それぞれの通信経路に対して通信機能の割り当てがされている状態において、優先度の高い通信経路が切断されると、それよりも優先度の低い通信経路を利用して通信が行われる。例えば、図3(d)に示すように、通信装置200からケーブル300が外れてしまい、第1通信部による通信経路が切断されたとき、接続中である第2通信部による通信経路を用いて通信が行われる。すでに接続中の通信経路で通信が行われるので通信経路の切断による影響を最小化することが可能である。これによって、集中した操作の中断による機会損失を最低限にすることができる。通信ができている状態で、この通信が途切れた場合(NG時)に、代替通信をどうするかを機器間でネゴシエーションしておくことによって、こうした効果(フェールセーフ効果)が期待できるが、通信時に関わらず、あらかじめ各機器に同様の設定をしておくことによってもこのフェールセーフ効果は達成可能である。ただし、対応する機器の候補が増えるにつれ、また、状況が様々に変わるようなシーンでは、そのシーン毎に、フェールセーフ策は異なるので、現状の通信時に次の候補を決められる方が臨機応変な対応ができる。こうしたフェールセーフ用のコマンド通信は、画像通信ほどには重いデータを扱う必要はないので、高速簡便に機器間で通信共有が可能である。よって、シーンや条件毎に臨機応変にフェールセーフ策を決め、通信、ネゴシエーションできるようにしても良い。この条件の例としては、「通信が切れた場合」の他、通信が遅くなった場合、電池が消耗した場合、場所を移動する場合、温度が低下した場合、要求の通信スピードが変化した場合、無線が使える環境ではなくなった場合などがあるが、これらを列挙して説明すると煩雑になるので以下に簡単に列挙する。

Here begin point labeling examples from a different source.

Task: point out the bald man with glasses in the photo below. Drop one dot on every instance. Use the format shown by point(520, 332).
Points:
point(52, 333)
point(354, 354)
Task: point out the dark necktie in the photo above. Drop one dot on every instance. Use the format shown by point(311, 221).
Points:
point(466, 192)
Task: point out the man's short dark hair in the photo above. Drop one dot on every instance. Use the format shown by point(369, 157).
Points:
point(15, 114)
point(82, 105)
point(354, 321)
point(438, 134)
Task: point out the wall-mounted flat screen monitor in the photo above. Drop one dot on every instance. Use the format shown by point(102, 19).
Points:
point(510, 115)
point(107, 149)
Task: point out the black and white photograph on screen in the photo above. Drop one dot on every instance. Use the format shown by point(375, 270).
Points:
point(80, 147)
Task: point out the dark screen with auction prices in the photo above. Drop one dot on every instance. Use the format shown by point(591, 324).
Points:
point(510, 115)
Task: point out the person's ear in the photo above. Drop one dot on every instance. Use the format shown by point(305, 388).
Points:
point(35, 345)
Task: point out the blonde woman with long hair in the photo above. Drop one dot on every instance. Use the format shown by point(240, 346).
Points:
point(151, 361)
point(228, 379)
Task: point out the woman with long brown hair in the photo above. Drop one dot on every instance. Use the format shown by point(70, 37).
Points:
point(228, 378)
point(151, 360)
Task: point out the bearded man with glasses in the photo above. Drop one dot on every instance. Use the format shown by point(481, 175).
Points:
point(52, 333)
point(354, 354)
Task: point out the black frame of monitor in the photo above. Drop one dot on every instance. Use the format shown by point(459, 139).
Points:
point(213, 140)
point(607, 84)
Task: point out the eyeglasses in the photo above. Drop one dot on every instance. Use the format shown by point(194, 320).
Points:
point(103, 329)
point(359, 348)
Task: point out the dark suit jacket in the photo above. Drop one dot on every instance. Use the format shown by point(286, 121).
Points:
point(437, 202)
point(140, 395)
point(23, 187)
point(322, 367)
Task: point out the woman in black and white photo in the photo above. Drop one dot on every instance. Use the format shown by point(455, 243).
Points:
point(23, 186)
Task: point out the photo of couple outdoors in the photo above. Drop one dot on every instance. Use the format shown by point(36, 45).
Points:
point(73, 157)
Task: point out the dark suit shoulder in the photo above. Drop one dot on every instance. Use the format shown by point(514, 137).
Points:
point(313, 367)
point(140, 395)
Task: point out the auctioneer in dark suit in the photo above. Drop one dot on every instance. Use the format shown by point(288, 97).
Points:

・場所の変化(近→遠) 機能A、通信方式X、機能B、通信方式X
・場所の変化(遠→近) 機能A、通信方式Y、機能B、通信方式Y
・温度低下 機能A、通信方式X、機能B、通信方式Z
・電池消耗 機能A、通信方式Z、機能B、通信方式Z
なお、フェールセーフの通信方式は、機器の電源設計やアンテナ設計、コネクタ設計等によって、最適なタイプに変更した方が良いことは言うまでもない。また、有線がフェールセーフとなる場合もあり、この場合は、そのコネクタ部を有効にする等、それ相応の制御が行われたり、ユーザに有線接続を示唆するアドバイスを音声や視覚情報で認知せしめたりするような工夫が行われる。通信方式によっては、セキュリティの問題もありパスワードの設定などが必要になるが、こうしたネゴシエーションであらかじめ、そうした手続きが自動で行われる。

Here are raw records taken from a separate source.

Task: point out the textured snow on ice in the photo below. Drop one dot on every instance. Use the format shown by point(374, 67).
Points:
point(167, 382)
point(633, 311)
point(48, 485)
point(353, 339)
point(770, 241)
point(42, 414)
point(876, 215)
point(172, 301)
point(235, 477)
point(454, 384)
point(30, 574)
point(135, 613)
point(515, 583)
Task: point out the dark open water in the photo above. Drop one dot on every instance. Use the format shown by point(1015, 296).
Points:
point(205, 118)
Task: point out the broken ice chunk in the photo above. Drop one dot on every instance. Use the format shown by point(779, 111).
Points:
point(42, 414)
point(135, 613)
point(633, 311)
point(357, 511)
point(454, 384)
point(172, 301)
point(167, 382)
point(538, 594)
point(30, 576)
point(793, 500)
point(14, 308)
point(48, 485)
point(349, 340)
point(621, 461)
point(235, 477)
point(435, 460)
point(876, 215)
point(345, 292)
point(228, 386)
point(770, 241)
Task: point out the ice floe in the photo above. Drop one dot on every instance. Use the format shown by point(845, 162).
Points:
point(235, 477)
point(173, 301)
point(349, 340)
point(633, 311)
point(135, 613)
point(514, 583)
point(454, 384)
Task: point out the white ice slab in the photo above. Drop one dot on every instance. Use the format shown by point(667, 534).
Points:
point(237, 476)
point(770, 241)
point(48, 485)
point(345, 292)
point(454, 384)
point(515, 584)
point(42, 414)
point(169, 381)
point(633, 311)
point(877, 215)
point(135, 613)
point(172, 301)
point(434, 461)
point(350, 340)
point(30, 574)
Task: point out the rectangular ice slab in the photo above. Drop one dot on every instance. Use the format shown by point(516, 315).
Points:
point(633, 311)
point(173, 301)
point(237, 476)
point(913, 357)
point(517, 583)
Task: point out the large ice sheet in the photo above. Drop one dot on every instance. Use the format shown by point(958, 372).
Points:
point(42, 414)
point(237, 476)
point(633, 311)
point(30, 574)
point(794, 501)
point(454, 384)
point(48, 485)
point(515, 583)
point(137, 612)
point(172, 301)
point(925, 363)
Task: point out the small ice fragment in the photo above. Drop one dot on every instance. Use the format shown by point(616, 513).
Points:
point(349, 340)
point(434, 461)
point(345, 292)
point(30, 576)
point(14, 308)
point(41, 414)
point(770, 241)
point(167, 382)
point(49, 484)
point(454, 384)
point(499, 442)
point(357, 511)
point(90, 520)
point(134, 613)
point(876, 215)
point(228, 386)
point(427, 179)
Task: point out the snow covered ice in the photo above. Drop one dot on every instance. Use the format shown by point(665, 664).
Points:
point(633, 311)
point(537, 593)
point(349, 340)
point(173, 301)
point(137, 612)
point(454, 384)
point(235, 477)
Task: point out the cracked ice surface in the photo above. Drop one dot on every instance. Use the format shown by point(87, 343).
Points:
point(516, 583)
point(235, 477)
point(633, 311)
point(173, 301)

図4は、本実施形態の通信システムにおける概念的な動作を示すフローチャートである。図4の処理は、通信装置200の制御部212と通信装置100の制御部108の少なくとも何れかにおいて行われる。以下では、両者を区別せずに制御部として説明する。
ステップS101において、制御部は、通信経路の接続状況に変化があるか否かを判定する。通信経路の接続状況に変化がある場合とは、今まで接続中でなかった通信経路が新たに接続された場合又は今まで接続中であった通信経路が切断された場合である。ステップS101において通信経路の接続状況に変化があると判定された場合には、処理はステップS102に移行する。ステップS101において通信経路の接続状況に変化がないと判定された場合には、処理はステップS105に移行する。

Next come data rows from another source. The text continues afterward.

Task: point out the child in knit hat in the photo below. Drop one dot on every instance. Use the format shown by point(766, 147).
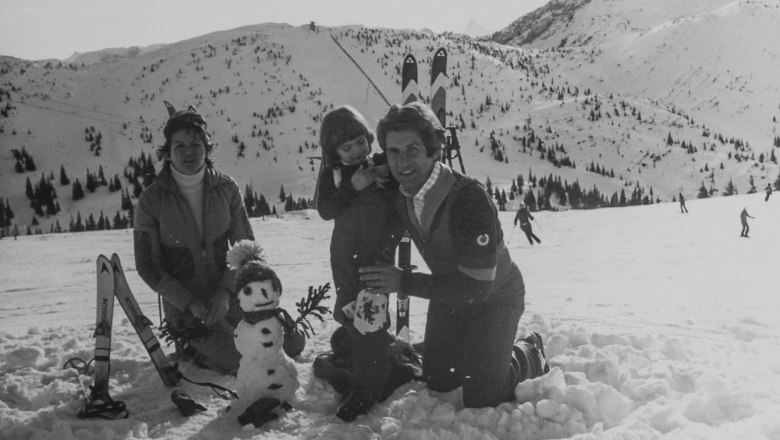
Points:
point(355, 189)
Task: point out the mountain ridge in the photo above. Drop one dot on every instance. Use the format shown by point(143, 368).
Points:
point(263, 89)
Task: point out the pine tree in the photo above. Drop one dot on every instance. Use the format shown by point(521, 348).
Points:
point(28, 191)
point(63, 177)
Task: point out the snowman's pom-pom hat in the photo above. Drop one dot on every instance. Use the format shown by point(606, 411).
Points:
point(246, 258)
point(243, 252)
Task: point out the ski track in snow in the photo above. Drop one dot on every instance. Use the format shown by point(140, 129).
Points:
point(658, 325)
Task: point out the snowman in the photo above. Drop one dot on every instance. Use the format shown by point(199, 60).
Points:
point(266, 335)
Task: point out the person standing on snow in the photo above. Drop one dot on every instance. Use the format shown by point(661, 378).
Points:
point(683, 209)
point(525, 225)
point(475, 291)
point(183, 225)
point(745, 228)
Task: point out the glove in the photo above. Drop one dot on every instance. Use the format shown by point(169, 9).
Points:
point(186, 404)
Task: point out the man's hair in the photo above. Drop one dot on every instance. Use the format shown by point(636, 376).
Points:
point(342, 125)
point(417, 117)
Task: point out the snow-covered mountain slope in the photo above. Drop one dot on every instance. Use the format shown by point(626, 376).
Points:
point(264, 89)
point(715, 60)
point(658, 325)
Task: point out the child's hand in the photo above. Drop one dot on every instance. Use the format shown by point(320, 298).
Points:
point(383, 173)
point(364, 177)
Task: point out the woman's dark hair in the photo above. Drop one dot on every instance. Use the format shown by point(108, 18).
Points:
point(417, 117)
point(189, 120)
point(342, 125)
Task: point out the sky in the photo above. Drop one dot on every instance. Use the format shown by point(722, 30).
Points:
point(658, 325)
point(41, 29)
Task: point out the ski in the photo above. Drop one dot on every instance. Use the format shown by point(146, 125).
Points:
point(438, 83)
point(102, 334)
point(409, 93)
point(169, 374)
point(402, 309)
point(409, 80)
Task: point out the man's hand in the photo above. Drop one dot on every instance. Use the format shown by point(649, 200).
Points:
point(220, 304)
point(383, 278)
point(363, 177)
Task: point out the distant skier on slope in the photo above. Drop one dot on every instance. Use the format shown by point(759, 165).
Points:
point(475, 291)
point(183, 225)
point(525, 225)
point(745, 228)
point(683, 209)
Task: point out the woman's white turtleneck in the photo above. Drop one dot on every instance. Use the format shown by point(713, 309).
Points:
point(191, 185)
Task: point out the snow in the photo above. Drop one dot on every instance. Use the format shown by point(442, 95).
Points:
point(658, 325)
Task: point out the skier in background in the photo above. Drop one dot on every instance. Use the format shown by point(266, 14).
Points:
point(183, 225)
point(356, 190)
point(525, 225)
point(745, 228)
point(475, 291)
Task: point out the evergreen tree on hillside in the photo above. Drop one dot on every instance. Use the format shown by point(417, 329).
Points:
point(703, 192)
point(63, 177)
point(77, 192)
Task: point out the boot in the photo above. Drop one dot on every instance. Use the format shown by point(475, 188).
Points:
point(528, 356)
point(260, 412)
point(370, 364)
point(327, 367)
point(359, 401)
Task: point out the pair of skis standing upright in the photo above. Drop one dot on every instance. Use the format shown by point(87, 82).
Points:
point(111, 281)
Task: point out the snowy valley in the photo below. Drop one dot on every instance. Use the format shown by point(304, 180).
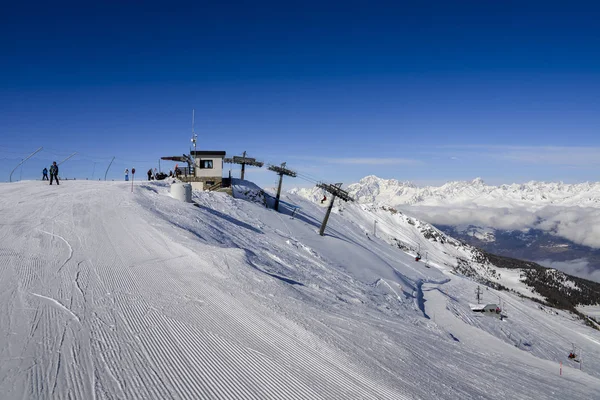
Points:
point(554, 224)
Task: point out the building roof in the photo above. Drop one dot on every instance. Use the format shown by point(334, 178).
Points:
point(207, 153)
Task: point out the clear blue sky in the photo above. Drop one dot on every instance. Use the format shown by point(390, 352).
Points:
point(504, 90)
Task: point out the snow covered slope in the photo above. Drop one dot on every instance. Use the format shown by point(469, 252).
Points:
point(110, 294)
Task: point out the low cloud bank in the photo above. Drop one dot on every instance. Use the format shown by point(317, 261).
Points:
point(580, 225)
point(579, 267)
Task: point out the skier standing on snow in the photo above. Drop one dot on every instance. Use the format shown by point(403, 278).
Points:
point(54, 173)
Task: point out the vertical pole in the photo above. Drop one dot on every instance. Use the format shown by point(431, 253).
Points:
point(324, 224)
point(108, 168)
point(243, 164)
point(278, 192)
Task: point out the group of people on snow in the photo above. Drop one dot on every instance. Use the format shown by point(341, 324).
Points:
point(53, 173)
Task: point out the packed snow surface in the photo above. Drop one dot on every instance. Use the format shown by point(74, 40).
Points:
point(107, 293)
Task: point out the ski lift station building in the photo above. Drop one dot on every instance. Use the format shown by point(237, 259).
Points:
point(490, 309)
point(205, 168)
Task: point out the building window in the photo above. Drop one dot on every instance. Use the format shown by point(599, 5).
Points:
point(205, 164)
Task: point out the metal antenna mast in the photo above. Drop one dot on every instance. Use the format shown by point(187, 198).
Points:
point(243, 161)
point(194, 136)
point(280, 171)
point(335, 191)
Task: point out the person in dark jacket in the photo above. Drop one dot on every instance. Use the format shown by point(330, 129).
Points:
point(54, 172)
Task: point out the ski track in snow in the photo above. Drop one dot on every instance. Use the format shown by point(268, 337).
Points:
point(161, 299)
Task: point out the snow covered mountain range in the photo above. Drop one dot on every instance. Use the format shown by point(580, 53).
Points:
point(553, 223)
point(109, 293)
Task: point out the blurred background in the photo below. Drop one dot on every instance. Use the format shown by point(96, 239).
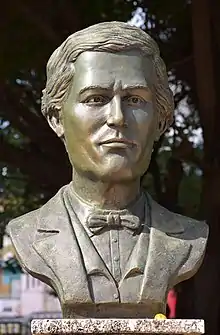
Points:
point(184, 173)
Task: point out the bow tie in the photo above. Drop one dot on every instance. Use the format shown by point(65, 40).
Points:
point(96, 222)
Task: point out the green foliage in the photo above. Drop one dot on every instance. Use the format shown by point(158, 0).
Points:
point(33, 161)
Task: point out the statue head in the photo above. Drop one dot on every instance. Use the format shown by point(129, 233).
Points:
point(107, 97)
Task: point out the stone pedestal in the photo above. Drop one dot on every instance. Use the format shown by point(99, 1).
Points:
point(116, 326)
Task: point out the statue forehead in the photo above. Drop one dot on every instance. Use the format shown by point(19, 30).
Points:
point(104, 68)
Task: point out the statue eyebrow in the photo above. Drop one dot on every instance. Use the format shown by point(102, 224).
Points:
point(125, 88)
point(95, 87)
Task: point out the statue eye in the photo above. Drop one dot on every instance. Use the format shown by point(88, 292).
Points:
point(96, 100)
point(134, 100)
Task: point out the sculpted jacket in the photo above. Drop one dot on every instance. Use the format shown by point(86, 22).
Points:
point(52, 245)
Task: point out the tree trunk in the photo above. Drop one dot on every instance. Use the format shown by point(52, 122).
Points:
point(203, 289)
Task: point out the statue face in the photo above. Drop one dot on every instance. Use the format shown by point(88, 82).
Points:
point(109, 119)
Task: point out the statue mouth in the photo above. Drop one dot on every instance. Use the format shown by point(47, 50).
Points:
point(118, 143)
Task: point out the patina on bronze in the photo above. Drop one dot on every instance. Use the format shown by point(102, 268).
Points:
point(105, 247)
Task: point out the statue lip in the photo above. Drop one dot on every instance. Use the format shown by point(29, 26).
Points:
point(117, 142)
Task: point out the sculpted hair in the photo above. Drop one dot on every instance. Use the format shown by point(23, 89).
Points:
point(104, 37)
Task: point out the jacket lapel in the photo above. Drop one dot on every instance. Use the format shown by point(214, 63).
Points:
point(56, 243)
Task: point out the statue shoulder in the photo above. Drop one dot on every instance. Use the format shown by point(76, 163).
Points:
point(190, 232)
point(24, 225)
point(171, 222)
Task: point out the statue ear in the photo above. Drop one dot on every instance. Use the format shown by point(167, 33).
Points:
point(54, 118)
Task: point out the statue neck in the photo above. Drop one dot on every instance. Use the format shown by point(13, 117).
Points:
point(105, 195)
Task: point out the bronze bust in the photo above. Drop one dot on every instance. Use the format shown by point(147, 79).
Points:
point(101, 243)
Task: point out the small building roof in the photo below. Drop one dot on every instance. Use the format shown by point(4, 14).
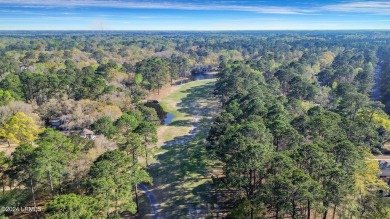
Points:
point(87, 132)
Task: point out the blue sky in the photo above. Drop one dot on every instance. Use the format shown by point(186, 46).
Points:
point(193, 15)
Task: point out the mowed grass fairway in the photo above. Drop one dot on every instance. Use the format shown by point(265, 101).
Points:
point(182, 101)
point(182, 182)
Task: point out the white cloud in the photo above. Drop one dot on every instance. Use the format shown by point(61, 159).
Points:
point(157, 5)
point(374, 7)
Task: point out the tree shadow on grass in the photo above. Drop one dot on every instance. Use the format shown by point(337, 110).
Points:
point(183, 176)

ステップS102において、制御部は、全ての通信経路が切断されたか否かを判定する。ステップS102において全ての通信経路が切断されたと判定された場合に、図4の処理は終了される。ステップS102において全ての通信経路が切断されていないと判定された場合に、処理はステップS103に移行する。
ステップS103において、制御部は、現在の通信経路の状態と優先度データベースの内容とに従って通信経路に通信機能を割り当てる。このとき、制御部は、優先度データベースを参照して、接続中の通信経路の中で最も高い優先度を有する通信経路に対してそれぞれの通信機能を割り当てる。その他、ライブビュー転送等の他の通信において転送する画像データのサイズを小さくしたり、圧縮率を小さくしたりする処理の他、転送のフレームレートを落としたりする処理が考えられる。その後、処理はステップS104に移行する。
ステップS104において、制御部は、ステップS103において通信機能を割り当てた通信部を使用して各種の通信処理を実行する。その後、処理はステップS101に戻る。
ステップS105において、制御部は、ファイル転送を優先するか否かを判定する。ファイル転送を優先する場合とは、例えば大容量の画像ファイルを転送する必要のある場合である。ステップS105においてファイル転送を優先しないと判定された場合に、処理はステップS101に戻る。ステップS105においてファイル転送を優先すると判定された場合に、処理はステップS106に移行する。
ステップS106において、制御部は、ファイル転送優先処理を行う。その後、処理はステップS101に戻る。ファイル転送優先処理としては、例えば、図2(d)のように、複数の通信経路に対してファイル転送の機能を割り当てる処理である。この他、ライブビュー転送等の他の通信において転送する画像データのサイズを小さくしたり、圧縮率を小さくしたりする処理の他、転送のフレームレートを落としたりする処理が考えられる。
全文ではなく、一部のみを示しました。